Он удовлетворенно смеется и хвастливо говорит:
– Чего пенять-то? Не на кого жалиться. Я, вашбродь, даром что денщик, а человек я рисковый.
– Тебе бы в строй, – смеется Химич.
– А что, может, я сам за храбрость до прапорщика дойду, – отрезает Пузанков.
Мы смеемся. Химич, недовольный таким сравнением, говорит:
– Ну, это мы поглядим, когда в бой попадем.
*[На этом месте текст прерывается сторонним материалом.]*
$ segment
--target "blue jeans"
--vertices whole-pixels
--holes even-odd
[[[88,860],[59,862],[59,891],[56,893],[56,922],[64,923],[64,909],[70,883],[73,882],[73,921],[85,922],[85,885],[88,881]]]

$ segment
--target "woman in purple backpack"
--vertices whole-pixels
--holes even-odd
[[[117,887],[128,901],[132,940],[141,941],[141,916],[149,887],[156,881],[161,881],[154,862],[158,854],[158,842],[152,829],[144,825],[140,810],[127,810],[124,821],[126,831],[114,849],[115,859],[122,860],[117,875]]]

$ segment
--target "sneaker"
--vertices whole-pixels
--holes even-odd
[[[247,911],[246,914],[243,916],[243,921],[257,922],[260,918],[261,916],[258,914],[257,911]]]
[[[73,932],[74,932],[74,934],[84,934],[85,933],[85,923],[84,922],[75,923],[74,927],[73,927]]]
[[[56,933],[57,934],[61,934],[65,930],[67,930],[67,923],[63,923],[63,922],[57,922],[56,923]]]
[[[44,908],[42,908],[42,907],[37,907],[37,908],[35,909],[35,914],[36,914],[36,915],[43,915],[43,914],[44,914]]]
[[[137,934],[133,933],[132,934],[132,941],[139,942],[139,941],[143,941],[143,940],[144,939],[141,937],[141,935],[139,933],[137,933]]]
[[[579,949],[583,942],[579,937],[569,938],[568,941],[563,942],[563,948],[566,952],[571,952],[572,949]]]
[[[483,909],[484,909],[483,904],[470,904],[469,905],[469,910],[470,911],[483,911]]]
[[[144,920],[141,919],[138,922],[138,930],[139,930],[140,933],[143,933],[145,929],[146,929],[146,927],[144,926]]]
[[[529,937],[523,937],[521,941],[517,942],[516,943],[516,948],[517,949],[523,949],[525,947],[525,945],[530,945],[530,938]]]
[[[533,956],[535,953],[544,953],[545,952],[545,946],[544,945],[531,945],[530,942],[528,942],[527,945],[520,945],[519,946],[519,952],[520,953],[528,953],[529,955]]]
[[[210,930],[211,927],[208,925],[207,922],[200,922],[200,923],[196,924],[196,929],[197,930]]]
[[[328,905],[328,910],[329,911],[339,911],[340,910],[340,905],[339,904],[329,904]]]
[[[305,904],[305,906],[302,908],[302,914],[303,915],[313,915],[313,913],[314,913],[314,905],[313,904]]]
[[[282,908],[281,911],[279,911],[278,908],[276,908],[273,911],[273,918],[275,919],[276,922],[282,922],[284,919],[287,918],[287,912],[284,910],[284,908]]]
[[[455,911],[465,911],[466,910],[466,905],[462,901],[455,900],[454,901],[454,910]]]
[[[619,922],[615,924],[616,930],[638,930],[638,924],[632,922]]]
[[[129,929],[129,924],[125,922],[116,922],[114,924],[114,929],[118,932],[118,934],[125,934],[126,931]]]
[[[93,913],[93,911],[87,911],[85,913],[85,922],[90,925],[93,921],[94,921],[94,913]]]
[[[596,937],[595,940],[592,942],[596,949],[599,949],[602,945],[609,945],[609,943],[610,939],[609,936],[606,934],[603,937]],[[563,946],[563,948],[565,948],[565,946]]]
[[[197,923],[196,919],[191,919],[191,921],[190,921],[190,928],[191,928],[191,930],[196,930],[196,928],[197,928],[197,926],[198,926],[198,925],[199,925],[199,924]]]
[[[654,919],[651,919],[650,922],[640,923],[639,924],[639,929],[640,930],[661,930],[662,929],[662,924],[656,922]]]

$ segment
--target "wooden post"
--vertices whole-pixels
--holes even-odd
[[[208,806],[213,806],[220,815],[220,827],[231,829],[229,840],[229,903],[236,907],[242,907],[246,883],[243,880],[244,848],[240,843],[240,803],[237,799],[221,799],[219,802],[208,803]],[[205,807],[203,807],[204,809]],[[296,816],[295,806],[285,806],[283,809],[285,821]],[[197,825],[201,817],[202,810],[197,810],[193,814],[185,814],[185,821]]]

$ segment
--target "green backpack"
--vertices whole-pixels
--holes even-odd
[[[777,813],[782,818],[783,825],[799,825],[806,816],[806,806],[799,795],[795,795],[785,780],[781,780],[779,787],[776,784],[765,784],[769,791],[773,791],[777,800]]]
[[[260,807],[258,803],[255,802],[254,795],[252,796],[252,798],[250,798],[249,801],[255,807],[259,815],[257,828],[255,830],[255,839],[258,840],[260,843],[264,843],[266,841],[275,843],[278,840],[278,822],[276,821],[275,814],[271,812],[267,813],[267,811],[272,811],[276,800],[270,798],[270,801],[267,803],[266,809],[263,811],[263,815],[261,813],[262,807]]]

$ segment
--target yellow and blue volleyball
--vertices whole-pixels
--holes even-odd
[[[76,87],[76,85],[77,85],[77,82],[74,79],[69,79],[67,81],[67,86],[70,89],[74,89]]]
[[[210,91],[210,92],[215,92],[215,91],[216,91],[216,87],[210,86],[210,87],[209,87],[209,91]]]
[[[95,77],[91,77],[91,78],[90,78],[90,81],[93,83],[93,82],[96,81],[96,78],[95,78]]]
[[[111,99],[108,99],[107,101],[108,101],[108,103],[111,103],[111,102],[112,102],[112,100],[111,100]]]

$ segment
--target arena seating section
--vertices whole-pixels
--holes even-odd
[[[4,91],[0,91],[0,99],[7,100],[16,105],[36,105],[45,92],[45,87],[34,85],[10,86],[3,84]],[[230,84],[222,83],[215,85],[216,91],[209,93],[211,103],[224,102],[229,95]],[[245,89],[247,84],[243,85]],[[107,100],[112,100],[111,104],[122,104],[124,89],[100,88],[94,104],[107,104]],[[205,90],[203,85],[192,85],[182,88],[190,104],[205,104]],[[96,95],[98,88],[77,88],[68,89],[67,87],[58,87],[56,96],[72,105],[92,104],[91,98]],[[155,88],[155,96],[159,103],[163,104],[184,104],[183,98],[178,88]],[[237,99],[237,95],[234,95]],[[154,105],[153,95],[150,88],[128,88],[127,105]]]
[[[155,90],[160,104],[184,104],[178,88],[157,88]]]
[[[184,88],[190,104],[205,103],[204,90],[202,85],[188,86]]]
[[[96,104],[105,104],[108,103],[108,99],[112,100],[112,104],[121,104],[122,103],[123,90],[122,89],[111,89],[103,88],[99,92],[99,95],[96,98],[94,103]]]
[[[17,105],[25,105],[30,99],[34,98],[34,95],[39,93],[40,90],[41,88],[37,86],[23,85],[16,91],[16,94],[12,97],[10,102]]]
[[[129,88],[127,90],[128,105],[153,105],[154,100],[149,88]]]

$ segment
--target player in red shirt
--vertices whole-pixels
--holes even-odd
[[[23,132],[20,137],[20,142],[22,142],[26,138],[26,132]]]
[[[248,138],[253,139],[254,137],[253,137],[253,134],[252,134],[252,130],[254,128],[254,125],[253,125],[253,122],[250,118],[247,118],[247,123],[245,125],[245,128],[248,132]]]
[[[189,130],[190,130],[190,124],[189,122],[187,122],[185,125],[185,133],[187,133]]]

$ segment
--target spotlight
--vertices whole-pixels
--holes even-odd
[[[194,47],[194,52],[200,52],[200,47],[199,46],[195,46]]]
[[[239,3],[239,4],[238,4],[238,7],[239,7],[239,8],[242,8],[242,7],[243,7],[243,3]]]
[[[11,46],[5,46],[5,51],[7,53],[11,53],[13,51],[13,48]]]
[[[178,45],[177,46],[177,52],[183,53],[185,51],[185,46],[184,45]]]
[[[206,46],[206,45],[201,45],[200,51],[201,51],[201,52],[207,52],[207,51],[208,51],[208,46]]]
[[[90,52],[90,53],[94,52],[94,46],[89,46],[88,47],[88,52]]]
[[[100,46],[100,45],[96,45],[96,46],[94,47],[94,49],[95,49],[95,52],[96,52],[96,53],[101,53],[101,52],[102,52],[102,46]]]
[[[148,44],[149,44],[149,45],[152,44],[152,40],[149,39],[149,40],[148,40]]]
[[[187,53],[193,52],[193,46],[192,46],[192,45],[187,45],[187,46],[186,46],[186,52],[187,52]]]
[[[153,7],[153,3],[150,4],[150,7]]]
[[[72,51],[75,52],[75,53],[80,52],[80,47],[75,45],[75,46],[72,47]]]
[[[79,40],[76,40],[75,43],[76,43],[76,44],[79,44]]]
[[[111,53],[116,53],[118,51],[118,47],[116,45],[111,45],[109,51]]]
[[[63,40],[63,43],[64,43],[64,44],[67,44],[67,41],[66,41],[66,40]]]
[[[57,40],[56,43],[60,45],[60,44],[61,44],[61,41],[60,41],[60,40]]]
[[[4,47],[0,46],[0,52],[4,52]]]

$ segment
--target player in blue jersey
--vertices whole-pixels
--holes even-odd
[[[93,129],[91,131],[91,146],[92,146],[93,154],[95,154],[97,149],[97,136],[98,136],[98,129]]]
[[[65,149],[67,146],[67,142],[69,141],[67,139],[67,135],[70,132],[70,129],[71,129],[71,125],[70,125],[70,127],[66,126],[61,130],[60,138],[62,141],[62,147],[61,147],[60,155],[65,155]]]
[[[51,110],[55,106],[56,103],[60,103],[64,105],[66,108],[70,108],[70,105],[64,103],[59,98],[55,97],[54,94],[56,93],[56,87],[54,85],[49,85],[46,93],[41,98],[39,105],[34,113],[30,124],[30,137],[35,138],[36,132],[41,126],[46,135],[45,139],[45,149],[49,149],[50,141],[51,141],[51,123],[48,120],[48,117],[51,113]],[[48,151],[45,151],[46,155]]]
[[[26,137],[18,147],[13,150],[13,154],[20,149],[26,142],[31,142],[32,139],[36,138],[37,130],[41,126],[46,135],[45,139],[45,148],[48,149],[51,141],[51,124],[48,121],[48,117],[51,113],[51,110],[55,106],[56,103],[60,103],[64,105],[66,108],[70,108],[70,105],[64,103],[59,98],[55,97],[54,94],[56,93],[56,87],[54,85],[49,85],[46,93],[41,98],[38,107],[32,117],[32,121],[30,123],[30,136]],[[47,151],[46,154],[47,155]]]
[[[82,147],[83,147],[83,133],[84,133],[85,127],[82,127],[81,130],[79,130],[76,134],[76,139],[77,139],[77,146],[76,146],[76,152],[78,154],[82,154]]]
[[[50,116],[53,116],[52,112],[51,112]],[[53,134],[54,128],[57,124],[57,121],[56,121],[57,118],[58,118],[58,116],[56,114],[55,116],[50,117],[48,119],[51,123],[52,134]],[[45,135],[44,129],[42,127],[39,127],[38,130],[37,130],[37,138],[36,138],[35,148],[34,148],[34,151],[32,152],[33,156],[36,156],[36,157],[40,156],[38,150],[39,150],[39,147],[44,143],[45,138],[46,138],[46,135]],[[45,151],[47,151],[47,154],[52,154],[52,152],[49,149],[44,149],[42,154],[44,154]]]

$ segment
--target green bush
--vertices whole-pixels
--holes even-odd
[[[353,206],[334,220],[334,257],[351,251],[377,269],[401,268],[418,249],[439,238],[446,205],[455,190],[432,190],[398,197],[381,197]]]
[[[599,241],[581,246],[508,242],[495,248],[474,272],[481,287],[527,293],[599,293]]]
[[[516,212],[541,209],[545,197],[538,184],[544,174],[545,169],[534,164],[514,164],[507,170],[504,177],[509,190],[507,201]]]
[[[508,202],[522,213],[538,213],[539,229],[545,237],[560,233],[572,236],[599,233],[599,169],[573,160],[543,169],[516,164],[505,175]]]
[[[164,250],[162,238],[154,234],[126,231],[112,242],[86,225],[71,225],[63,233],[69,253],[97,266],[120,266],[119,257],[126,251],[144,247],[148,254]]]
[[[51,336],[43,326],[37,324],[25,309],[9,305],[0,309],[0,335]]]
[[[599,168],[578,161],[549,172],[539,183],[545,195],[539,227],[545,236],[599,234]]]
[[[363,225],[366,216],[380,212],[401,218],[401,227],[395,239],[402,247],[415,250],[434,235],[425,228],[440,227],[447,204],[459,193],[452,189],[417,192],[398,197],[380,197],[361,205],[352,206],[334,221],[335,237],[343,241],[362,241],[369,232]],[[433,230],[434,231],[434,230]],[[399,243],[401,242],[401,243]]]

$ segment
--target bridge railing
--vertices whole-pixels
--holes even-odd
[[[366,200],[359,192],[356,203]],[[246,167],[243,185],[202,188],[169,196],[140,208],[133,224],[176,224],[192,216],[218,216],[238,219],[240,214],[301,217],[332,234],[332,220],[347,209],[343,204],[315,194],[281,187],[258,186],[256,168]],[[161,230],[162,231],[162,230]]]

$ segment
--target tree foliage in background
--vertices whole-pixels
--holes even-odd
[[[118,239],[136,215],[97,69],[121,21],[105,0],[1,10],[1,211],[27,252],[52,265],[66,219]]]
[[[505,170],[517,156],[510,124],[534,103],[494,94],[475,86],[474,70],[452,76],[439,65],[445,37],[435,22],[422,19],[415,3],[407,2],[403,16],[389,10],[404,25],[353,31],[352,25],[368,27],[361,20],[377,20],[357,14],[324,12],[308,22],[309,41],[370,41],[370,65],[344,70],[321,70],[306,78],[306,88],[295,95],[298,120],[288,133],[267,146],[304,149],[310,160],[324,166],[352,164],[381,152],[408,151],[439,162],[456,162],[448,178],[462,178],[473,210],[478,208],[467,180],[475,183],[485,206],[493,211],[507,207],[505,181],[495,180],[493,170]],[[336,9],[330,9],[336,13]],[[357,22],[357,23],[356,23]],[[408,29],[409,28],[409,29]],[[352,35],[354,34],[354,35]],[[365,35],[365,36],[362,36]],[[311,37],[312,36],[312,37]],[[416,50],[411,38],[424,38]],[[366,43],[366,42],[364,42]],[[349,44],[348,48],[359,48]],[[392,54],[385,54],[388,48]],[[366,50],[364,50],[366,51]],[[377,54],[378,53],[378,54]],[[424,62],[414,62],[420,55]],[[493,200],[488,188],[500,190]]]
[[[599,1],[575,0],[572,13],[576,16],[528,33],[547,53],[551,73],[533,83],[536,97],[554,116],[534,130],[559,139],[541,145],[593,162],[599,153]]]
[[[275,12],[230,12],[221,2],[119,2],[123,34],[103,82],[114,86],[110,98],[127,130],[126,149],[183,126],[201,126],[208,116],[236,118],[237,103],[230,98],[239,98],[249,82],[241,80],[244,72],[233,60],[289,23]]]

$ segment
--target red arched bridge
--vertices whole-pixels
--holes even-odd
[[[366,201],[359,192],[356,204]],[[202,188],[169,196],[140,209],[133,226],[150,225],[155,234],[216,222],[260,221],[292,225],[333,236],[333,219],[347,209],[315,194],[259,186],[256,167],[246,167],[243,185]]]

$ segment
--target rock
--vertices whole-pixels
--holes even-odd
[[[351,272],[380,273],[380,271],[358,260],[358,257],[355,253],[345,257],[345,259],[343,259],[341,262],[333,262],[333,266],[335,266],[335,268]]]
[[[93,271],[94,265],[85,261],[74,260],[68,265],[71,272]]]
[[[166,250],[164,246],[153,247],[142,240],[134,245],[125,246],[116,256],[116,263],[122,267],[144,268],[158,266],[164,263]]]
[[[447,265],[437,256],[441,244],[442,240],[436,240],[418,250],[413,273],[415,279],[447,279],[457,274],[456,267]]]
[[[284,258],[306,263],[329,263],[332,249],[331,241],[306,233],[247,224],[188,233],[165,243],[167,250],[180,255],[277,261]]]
Небось тогда спрячешься, коням хвосты пойдешь подкручивать.
– Ну там посмотрим, – решает Гамалий. – А теперь айда спать.
Пузанков уходит. Химич тушит свет, и через минуту он и Гамалий мерно храпят. Я хочу вызвать в памяти образы близких мне, родных людей, но сознание помимо моей воли покидает меня, и я погружаюсь в глубокий, без сновидений сон.
Еще совсем темно. Звезды лишь слегка поблекли на небосводе. До рассвета еще часа полтора, но сотня уже проснулась. Казаки возятся у коновязей, мелькают фигуры, слышатся вздохи и отчаянные зевки.
– Куцура, не бачив мово коня? – спрашивает кто-то из темноты.
– Ни. А що?
– Та нима його нигде, провалився скризь зимлю.
По парку движутся тени. Это казаки бродят в поисках разбредшихся за ночь коней.
– А ты йому ноги спутляв? – интересуется Куцура.
– Ни, забув. Та ций сатани що путляй, що не путляй, все одно сбижыть.
И крутая брань завершает этот разговор на ходу.
Пузанков увязывает тюки. Горохов разбирает палатку.
Гамалий зевает во весь рот.
– Теперь бы еще соснуть, – вслух мечтает он.
Химич бубнит у коновязи, подгоняя мешкающих казаков. Кухня разевает огненную пасть, и из открытого куба поднимаются клубы белого пара.
– Супу давать? – спрашивает Пузанков.
– Давай, да побольше, – сквозь зевки кидает Гамалий.
Спустя несколько минут мы вместе со всеми едим горячее варево с плавающим в нем мелко накрошенным мясом. За ним следует каша – крутая, густо посоленная пшенная каша, поджаренная на свином сале. Она хрустит на зубах. Есть не хочется. Но мало ли чего не хочется! Перед выступлением полагается хорошенько наполнить желудки, и мы поедаем наш «обед», поданный в три часа ночи.
«Эх, накормить бы пару раз вот так, среди ночи, обедом из котла всех этих окопавшихся при штабе бесчисленных трутней в генштабистских мундирах и сверкающих аксельбантах!» – со злостью думаю я.